First of all, I hope that by now visitors have seen my post yesterday linking to a video by David Irving showing what I believe about the historical facts of the so-called holocaust from the viewpoint of what Irving calls ‘real history’. Let’s start from that, and also from what I responded to Jewish Enrique Krauze in The Occidental Observer on the subject. Krauze’s position is the same as the position of Rees in his BBC book, where on page 194 Rees picked up a quote: ‘Nobody can explain why the Germans did it’ when the explanation is so obvious that even the Jew Albert Lindemann laid it out in his scholarly Esau’s Tears.

But there is more to it than that.

The César of the last century had to cross the Rubicon. To move from identifying with Stauffenberg (!) to wanting history to be told before and after Hitler (!), which is what I want now, requires a great metamorphosis.

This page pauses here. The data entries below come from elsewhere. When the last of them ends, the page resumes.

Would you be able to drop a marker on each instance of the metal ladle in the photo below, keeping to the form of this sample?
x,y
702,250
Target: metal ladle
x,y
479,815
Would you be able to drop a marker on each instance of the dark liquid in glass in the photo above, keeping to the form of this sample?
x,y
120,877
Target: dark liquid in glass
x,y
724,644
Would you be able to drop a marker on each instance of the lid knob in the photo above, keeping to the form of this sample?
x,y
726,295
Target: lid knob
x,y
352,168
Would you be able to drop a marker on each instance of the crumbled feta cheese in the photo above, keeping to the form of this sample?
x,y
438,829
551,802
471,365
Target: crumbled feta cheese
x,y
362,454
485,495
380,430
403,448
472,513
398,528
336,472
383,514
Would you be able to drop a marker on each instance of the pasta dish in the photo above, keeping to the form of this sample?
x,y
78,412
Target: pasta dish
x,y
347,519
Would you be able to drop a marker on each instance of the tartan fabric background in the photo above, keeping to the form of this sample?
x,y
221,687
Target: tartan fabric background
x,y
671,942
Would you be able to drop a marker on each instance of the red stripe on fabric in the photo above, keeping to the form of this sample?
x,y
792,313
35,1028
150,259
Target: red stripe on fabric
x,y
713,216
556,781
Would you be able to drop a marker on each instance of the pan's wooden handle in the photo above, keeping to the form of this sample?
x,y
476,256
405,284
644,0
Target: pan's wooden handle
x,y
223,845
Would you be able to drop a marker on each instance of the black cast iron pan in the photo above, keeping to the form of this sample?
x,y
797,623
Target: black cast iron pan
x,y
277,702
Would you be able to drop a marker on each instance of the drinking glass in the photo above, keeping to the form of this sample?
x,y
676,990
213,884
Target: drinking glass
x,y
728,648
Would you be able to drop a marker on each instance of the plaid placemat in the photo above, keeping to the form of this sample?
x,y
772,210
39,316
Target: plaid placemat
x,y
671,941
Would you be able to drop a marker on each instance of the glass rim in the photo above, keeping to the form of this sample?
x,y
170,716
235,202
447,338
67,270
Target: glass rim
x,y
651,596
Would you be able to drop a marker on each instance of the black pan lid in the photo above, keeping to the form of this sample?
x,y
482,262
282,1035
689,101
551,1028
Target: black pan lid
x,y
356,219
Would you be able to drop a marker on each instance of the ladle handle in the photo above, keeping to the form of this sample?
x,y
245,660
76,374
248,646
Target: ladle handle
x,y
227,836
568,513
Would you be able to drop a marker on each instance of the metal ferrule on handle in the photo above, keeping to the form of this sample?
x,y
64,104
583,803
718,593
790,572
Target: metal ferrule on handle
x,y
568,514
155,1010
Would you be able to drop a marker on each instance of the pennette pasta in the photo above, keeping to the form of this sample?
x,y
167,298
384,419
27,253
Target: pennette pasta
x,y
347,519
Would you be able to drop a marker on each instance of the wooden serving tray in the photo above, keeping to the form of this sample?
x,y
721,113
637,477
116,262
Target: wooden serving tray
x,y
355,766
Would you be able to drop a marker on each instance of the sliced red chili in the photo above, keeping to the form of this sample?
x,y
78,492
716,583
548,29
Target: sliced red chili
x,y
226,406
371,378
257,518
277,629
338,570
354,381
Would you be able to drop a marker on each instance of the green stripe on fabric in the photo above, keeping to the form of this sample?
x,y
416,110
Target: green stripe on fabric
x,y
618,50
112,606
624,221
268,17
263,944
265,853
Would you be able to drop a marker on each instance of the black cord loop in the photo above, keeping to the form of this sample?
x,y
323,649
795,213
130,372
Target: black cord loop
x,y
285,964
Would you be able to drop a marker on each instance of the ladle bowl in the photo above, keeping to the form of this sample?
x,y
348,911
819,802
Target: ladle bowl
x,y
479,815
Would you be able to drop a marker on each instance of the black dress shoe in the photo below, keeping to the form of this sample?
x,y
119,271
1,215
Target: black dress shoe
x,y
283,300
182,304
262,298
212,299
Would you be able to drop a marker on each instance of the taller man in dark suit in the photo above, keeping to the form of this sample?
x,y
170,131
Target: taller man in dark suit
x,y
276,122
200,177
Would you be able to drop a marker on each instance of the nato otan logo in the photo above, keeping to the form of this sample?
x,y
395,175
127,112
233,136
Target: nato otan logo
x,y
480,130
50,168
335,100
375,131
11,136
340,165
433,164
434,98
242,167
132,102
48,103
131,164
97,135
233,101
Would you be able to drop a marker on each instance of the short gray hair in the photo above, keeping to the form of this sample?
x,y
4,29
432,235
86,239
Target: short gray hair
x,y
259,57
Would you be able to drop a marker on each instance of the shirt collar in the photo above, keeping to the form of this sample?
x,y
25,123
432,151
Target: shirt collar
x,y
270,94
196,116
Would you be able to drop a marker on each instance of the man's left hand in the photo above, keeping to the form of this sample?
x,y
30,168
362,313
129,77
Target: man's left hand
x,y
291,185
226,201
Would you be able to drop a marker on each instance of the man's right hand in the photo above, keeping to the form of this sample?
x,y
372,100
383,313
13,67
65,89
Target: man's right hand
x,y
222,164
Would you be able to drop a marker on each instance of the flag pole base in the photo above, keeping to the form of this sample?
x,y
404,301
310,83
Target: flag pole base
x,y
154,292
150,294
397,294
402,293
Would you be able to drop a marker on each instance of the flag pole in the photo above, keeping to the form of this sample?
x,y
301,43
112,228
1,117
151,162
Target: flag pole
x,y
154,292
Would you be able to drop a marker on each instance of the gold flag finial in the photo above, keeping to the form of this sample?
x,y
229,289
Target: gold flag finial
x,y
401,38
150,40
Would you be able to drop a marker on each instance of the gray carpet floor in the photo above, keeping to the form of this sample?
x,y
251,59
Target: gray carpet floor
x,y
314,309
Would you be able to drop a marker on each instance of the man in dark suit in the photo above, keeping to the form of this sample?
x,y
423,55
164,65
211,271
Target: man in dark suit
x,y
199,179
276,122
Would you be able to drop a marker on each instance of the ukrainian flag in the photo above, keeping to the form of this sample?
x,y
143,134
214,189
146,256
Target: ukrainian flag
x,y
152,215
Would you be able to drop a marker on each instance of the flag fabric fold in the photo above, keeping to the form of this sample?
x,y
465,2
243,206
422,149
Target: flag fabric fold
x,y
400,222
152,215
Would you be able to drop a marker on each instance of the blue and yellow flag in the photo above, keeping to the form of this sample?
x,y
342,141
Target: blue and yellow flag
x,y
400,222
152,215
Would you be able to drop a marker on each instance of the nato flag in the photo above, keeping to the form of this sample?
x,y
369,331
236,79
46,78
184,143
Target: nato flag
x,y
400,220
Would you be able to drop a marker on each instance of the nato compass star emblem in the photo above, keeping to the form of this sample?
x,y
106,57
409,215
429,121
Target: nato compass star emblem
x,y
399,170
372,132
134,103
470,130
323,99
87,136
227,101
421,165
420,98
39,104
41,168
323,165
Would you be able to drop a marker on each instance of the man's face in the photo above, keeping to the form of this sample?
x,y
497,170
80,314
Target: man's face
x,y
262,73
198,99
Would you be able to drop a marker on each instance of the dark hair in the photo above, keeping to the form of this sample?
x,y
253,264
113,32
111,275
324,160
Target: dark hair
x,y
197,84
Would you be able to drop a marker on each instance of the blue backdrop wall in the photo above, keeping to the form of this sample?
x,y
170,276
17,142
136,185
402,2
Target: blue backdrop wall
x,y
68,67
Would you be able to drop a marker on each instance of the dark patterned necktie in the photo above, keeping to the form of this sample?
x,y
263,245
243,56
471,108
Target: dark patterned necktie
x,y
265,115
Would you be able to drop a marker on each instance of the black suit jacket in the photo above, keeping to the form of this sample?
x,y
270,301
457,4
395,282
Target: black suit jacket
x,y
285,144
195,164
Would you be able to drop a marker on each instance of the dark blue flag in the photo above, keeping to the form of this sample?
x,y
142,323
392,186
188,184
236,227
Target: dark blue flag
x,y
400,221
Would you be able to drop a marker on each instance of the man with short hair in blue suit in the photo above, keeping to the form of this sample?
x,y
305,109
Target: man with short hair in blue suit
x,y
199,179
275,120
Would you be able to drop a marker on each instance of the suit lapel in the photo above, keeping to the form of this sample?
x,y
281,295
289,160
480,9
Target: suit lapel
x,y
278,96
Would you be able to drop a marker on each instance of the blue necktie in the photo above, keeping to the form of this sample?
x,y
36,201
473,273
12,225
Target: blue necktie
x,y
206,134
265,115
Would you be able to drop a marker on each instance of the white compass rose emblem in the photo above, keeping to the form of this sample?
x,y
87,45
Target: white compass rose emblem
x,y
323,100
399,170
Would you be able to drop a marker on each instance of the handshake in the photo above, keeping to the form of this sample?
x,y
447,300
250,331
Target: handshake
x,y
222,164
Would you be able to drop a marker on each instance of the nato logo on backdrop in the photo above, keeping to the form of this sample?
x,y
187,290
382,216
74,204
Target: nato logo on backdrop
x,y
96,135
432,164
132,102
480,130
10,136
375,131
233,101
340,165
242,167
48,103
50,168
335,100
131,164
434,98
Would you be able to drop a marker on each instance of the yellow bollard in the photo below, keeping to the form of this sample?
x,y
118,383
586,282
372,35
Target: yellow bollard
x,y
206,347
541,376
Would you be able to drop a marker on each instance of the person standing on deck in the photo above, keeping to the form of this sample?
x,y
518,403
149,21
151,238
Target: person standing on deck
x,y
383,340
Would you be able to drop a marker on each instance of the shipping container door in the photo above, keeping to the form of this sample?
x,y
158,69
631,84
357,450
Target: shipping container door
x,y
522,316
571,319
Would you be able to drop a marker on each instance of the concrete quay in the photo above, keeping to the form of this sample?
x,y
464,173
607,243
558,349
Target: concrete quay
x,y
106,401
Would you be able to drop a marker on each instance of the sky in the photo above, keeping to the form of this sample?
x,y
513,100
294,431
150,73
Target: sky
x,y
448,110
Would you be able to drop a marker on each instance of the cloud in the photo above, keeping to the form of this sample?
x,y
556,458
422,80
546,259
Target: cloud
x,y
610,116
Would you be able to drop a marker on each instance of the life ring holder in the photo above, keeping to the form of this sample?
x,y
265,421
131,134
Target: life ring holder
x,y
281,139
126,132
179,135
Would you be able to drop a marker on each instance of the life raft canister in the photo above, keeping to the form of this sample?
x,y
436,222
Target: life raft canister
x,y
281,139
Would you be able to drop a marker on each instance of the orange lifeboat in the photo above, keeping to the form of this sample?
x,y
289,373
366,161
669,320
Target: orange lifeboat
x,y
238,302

The first step, I have already confessed on this site, I owe to the fact that on 20 April 2010, Greg Johnson posted in the comments section of OD the full text of an article by Irmin Vinson, if I remember correctly this one, which Johnson then published in the webzine Counter-Currents and eventually in print along with other essays by Vinson.

That was the first stepping stone for me to start crossing the psychological Rubicon.

I don’t want to link here all the other stepping stones I had to step on before I reached the other side of the river because it would overwhelm the reader with countless links. But even the first stone gives an idea of the direction in which I was heading.

I want to say a final word about César in the last century.

There is something I underlined a quarter of a century ago in that book that I still believe, ‘Despite being widely bought [Mein Kampf] it was not widely read [in Germany]’ (page 90). That’s because, in my humble opinion, the Führer had to divide his message in twain: a message analogous to today’s American white nationalism for the masses, and a more anti-Christian one for his inner circle of friends. The problem wasn’t Hitler’s hypocrisy, but that the masses of Germans were unprepared to receive his full message (He didn’t say anything to them without using a parable; but when he was alone with his own disciples he explained everything…).

This bifurcation of the NS message is now unnecessary. Hitler’s after-dinner conversations, an anthology like The Fair Race or Savitri Devi’s memoirs linked in my featured post explain it so clearly that, unlike Mein Kampf in the 1930s, they would be devoured as highly entertaining novels once the American troops leave Europe and the Germans and Austrians reinstate the freedom of press eliminated since 1945 (again: see what Irving said in yesterday’s post).

2 replies on “The BBC brainwashed me”

It’s me who’s posting as Cesar Tort (Priest of the 14 words), I surely don’t hate you.

Good to know. And by the way, a few months ago I installed software that sends both (1) the obvious spam and (2) comments from fake IPs (trolls?) straight to the bin where they are immediately deleted. So I haven’t even been reading those comments. Now that I posted this entry I turned it off momentarily to see if anyone would confess to what you just confessed above, but I’ll turn it back on after this response.

My apologies to those legitimate commenters whose comments have accidentally, in the previous few months, gone into the bin without me having had a chance to read them. It’s the innocent who always pay for the sins of the sinners! But it’s more important to me not to spend my precious time reading what the trolls say.